As this has now been reported in the Daily Mail, I suppose this is both officially “news” and a “controversy”. Here’s your link, lest you suspect me of making all this stuff up.
In summary – several Jewish students walked into a bar, in the graduate union building of my alma mater, Cambridge University. Realising that they were being set up for the punchline of a bad joke, and also that the place had been rented out for the evening to the sporting societies of Christ’s College, my joint alma mater if such a thing exists, they started walking out again, only to be grabbed and manhandled out of the bar by some of the people inside whilst being (allegedly) subject to a hail of anti-Semitic abuse. They complained to the college authorities; two students have been punished for the assault bit, which could, the authorities felt, be proved, but none for the “hail of anti-Semitic abuse” bit, which, they thought, could not.
Why am I sharing this news with you? Well, I got sent two e-mails about it yesterday from the Master of Christ’s College (who is, for all that, a woman) setting out the College’s side of the story for the benefit of the alumni i.e. a bunch of people most of whom, like me, graduated decades ago. Without that bit of public relations, I would probably never have heard about the whole saga, as I don’t read the newspapers that have run it (and if I had to go into work today, which I don’t, I probably wouldn’t be writing this even if I had). Isn’t it ironic, don’t you think?
More seriously, this is a great illustration of how the digital, social media age has come to affect established institutions. Not only can people find out about all sorts of things that are pretty tangential to their everyday lives, it’s got to the point where we kind of expect to know them. The Master of Christ’s is only the latest to get caught on the horns of a dilemma. Don’t say anything, and you look as if you have something to hide (and perhaps even attract more attention because of that, the so-called Streisand Effect); say something, and get guaranteed extra attention from people who were blissfully ignorant of it all five minutes ago, and will probably complain about “being dragged into it all” to boot. Personally, I do feel a bit as if someone else’s business has just been firmly poked into my nose.
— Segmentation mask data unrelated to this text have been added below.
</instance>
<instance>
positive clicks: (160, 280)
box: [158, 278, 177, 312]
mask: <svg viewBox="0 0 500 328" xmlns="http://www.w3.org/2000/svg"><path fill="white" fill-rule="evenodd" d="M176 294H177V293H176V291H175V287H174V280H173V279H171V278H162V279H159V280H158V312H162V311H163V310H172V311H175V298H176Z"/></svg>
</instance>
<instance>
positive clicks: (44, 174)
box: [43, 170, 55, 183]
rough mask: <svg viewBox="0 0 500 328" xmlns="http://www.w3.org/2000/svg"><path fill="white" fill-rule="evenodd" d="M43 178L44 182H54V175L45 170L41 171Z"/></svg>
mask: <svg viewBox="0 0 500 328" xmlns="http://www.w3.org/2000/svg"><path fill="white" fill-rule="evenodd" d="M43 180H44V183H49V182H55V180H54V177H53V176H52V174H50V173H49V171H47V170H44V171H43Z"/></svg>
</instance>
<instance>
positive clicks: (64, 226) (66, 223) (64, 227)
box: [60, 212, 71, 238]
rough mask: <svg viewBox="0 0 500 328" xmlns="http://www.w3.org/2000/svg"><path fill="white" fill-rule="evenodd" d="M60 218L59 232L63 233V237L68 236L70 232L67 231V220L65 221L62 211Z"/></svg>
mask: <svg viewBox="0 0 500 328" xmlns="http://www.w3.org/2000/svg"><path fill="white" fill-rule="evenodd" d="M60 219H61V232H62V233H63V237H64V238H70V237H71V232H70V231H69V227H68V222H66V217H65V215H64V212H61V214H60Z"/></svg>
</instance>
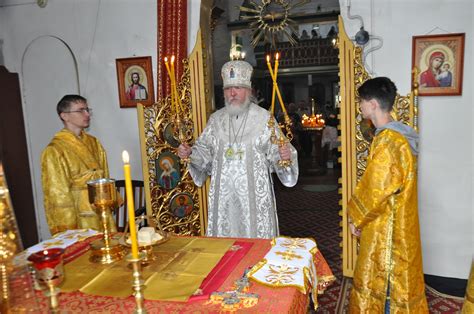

As for the incident itself, as I wasn’t there, I naturally have no idea what really happened. However, it also nicely illustrates the practical difficulties of proving anything in a judicial or quasi-judicial setting when all you have is one person’s word against another’s, or in this case, several persons’ words against several other persons’. If there’s one thing that’s a feature of controversial judicial proceedings, it’s that. It’s often the biggest practical difficulty in getting convictions in rape cases, for example. In this case, whilst there was apparently CCTV footage to show the Jewish students being bundled out of the bar, and to show those involved, of course, CCTV cameras don’t record sound, so the only evidence as to what was being said comes from the people involved. If what they say is contradictory, you can’t catch anyone in a lie that destroys their credibility, and assuming you’re being at all serious about presuming innocence, what choice do you have but to give the accused the benefit of the doubt?
In some situations, smartphones with video capacity operated by witnesses have provided an answer, or at least some entertaining YouTube videos. However, there are still some things, like being thrown out of a bar, that just happen too fast for people to start pulling out their phones and recording. There’s no simple answer to this problem, and if it turns out that it resulted in injustice here, it wouldn’t be the first time.